Brasscraft like many others makes different grades of products. The quarter turn stops with the stainless steel ball cost a little more. I use the cheaper version with the plactic ball and maybe a few a year are defective. Food for thought, if you cut out the supply house they will cut out the referals.


----------



## user2090 (Sep 26, 2009)

easttexasplumb said:


> Brasscraft like many others makes different grades of products. The quarter turn stops with the stainless steel ball cost a little more. I use the cheaper version with the plactic ball and maybe a few a year are defective. Food for thought, if you cut out the supply house they will cut out the referals.



I'm sure the supplier I bought them from carries only the cheapest they can get their hands on. 

As for the supply house, its a game to be played. Since I am a new business they cannot say for certain how well I am doing or not. I have been very careful to try and find a good balance to what I do.
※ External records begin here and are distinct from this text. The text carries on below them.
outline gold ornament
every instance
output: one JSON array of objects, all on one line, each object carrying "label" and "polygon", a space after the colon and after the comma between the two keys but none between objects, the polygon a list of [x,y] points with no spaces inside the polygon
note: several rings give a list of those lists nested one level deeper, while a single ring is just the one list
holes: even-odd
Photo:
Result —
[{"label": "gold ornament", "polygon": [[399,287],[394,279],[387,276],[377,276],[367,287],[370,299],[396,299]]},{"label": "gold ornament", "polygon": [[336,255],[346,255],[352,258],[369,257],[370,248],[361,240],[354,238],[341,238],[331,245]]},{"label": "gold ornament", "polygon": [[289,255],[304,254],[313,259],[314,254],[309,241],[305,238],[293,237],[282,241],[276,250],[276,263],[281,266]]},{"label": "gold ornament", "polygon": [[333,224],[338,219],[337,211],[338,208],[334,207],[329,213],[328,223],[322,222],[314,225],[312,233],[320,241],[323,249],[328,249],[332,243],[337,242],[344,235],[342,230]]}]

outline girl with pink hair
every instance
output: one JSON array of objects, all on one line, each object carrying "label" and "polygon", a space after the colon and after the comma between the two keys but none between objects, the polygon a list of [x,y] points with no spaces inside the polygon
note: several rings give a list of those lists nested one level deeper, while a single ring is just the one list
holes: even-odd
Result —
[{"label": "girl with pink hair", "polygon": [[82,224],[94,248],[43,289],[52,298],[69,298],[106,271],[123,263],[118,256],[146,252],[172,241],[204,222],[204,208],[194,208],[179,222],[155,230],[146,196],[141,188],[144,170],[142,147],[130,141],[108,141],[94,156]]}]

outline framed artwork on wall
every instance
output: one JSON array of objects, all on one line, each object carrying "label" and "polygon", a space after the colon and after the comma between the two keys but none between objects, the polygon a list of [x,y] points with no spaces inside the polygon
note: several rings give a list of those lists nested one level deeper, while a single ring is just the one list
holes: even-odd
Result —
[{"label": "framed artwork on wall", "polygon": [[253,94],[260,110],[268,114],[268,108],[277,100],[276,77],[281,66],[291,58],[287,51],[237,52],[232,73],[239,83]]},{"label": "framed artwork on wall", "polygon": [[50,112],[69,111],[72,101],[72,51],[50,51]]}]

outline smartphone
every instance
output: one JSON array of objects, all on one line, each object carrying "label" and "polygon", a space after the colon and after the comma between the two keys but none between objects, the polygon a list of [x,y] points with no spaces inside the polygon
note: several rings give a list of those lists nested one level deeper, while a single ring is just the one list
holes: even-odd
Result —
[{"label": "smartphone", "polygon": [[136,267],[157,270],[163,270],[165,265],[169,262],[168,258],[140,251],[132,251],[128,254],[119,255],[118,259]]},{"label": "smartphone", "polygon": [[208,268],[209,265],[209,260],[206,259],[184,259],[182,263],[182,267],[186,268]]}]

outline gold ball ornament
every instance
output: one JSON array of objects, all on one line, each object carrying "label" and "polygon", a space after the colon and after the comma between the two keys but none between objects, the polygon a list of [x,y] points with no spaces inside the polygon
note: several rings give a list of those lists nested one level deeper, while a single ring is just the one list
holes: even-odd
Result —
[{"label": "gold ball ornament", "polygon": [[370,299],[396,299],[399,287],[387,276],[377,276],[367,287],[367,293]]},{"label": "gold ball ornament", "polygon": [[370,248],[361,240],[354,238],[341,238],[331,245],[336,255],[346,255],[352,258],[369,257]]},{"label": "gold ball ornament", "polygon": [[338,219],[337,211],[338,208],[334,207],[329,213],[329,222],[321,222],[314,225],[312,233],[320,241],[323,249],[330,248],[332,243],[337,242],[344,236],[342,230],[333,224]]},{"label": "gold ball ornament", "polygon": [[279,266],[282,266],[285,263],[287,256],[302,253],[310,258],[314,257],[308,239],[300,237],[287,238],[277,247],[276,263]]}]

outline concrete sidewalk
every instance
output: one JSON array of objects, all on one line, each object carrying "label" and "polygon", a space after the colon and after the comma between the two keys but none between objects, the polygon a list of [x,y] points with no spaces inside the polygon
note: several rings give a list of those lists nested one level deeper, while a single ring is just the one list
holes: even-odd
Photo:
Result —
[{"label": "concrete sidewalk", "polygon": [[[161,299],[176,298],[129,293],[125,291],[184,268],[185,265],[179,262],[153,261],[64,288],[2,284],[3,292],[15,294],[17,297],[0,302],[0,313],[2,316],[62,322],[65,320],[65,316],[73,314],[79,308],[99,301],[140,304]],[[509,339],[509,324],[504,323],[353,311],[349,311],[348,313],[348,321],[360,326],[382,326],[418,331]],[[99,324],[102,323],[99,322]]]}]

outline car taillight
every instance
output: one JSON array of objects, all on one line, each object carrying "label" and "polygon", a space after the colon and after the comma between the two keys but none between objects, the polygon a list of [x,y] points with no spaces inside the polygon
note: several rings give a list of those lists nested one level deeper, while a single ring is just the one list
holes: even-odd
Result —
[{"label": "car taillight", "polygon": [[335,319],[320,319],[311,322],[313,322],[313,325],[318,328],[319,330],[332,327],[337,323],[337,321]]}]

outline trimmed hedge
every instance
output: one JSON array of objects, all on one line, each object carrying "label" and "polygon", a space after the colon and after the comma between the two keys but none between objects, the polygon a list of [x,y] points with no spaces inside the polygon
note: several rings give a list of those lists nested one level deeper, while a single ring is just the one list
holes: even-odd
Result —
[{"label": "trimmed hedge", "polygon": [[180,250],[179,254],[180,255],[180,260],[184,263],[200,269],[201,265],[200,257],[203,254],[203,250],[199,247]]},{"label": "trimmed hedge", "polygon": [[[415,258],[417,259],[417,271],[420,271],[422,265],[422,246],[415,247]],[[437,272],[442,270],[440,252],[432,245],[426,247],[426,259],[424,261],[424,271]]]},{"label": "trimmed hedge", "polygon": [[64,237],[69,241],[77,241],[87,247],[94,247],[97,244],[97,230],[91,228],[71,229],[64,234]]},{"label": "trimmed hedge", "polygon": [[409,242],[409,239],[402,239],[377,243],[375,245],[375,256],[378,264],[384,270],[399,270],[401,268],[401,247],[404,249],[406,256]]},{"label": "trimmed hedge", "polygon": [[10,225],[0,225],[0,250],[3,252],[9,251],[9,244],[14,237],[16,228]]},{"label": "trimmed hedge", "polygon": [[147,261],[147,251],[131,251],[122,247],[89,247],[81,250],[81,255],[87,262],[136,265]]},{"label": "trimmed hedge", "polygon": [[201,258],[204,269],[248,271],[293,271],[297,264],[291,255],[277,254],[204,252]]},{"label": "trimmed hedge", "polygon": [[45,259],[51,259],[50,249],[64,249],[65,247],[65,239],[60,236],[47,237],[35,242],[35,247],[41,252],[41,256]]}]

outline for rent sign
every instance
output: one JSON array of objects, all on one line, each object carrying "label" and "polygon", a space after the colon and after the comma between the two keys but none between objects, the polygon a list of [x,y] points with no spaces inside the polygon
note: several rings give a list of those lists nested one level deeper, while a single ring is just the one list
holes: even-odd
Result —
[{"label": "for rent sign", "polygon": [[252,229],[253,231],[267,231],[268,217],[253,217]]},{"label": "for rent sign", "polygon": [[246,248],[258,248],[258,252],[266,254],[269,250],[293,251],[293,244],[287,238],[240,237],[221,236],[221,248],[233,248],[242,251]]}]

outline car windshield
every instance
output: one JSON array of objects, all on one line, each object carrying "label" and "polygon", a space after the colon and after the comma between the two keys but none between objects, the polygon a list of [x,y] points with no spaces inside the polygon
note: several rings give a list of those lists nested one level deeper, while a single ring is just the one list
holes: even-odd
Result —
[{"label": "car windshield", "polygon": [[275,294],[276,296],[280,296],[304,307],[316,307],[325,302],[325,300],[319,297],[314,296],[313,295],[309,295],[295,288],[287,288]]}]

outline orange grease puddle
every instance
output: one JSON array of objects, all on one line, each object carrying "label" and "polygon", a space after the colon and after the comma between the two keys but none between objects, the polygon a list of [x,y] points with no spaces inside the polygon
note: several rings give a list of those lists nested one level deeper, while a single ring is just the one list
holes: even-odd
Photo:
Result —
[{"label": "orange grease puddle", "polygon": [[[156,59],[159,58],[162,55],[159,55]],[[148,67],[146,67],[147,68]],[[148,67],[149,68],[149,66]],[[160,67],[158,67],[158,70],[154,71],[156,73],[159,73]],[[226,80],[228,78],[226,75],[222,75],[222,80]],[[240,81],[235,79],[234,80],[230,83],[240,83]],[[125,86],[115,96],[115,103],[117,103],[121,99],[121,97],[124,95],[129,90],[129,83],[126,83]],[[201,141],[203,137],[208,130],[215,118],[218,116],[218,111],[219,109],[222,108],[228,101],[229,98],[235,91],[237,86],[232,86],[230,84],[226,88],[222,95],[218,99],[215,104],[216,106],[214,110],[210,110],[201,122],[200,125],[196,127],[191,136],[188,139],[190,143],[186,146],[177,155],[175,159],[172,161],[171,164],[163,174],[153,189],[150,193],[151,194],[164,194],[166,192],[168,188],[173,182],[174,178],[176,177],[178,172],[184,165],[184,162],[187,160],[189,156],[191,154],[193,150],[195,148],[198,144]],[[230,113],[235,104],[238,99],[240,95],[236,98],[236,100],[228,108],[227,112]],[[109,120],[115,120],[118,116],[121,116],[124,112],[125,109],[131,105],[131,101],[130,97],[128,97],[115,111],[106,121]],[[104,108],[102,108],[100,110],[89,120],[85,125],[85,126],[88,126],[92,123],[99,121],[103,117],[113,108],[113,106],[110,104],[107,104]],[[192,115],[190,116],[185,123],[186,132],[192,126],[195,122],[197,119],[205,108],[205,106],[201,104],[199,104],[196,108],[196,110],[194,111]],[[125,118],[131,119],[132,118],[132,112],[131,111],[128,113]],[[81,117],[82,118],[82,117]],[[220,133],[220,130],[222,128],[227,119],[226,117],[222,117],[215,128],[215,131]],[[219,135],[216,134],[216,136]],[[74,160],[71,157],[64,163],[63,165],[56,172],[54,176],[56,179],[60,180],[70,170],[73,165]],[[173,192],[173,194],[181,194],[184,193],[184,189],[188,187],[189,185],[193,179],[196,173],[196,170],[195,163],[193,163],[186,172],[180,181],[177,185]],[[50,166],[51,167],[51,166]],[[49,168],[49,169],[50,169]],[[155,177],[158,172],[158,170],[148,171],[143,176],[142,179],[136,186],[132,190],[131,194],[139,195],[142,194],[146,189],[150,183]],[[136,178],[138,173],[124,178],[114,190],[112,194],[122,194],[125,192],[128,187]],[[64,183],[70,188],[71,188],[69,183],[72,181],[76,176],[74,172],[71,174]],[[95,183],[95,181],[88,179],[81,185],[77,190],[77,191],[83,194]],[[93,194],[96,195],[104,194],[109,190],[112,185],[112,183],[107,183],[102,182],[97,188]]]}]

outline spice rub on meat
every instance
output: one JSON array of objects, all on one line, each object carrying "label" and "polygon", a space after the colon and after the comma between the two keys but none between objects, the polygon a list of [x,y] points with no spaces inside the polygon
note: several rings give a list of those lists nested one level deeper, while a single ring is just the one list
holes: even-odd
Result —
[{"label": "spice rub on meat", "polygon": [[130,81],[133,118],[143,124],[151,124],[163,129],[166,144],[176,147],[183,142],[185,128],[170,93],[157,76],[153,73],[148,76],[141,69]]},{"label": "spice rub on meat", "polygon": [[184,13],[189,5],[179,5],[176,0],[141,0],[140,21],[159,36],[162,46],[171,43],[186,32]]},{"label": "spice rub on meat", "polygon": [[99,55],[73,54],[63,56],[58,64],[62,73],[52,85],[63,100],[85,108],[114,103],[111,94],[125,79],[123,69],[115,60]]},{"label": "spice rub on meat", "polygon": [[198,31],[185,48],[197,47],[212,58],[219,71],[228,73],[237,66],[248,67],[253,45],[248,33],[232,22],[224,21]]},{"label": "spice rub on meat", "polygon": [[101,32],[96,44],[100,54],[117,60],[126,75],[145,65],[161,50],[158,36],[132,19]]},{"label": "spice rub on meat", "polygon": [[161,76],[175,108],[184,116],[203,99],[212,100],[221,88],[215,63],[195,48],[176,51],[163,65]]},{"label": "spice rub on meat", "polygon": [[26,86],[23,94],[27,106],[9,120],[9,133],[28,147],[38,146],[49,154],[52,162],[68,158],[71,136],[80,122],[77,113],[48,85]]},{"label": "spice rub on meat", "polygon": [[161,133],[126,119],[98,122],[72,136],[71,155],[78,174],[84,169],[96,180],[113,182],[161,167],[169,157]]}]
I give each enough business to let them know I exist.


----------



## Cal (Jun 17, 2008)

Will said:


> How much are the Dahl valves running?


 $5.50 + for a 1/4 turn 5/8 x 3/8 compression angle or straight .

Think WB Heavy duty 1/4 turn are around the same


----------



## Will (Jun 6, 2010)

Just installed that two handle Wolverine Brass Finale Lavatory faucet. The home owner loved it. I like the Single handle better(finale line) than the two, but both are awesome faucets.


----------